Wilson’s focus in this chp is to delineate the two primary traditions about the Trinity — the Western and the Eastern. Good. And to show how each shapes worship. Better.
And the Western tradition, ever following the trails charted by Augustine, has focused on the oneness-in-the-threeness. This “rule of oneness” puts to shame our tendency to see the majesty in the Father, the friendliness in the Son, and the emotional in the Spirit. God is not divided against Godself (this expression avoids the “him” in “himself”). This division of labor approach to the Trinity is called the “economical” Trinity.
So, what about worship? He makes two points: first, Father, Son and Spirit are Trinitarian language. To convert this to Creator, Redeemer, and Sanctifier divides the persons of the Trinity against the Godself and turns the Trinity into a discrete and divisive division of labor within God.
The Eastern tradition, ever following the early lead of John of Damascus, has focused on the threeness-in-the-oneness. So, the focus is on the “social” Trinity (vs. the economical Trinity). God is a family or a communion of persons in the Eastern tradition — where there is a dynamic life of mutual glorification and mutual love of one another.

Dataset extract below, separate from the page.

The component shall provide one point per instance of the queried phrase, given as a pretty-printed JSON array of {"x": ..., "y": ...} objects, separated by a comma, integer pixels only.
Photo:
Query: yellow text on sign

So, what about worship? If God is glorifying within the Godself, then worship is participation in the Father’s, Son’s, and Spirit’s worship or it is not good worship at all. And, if God is ushering us into that very presence of threeness-in-oneness of never ending glorifying and loving, is not simply what we offer to God but what God is offering to the Godself!
Think about it — we are summoned into the glorious praise and intimate love of God. Now, that ought to get our weekend off on a right note!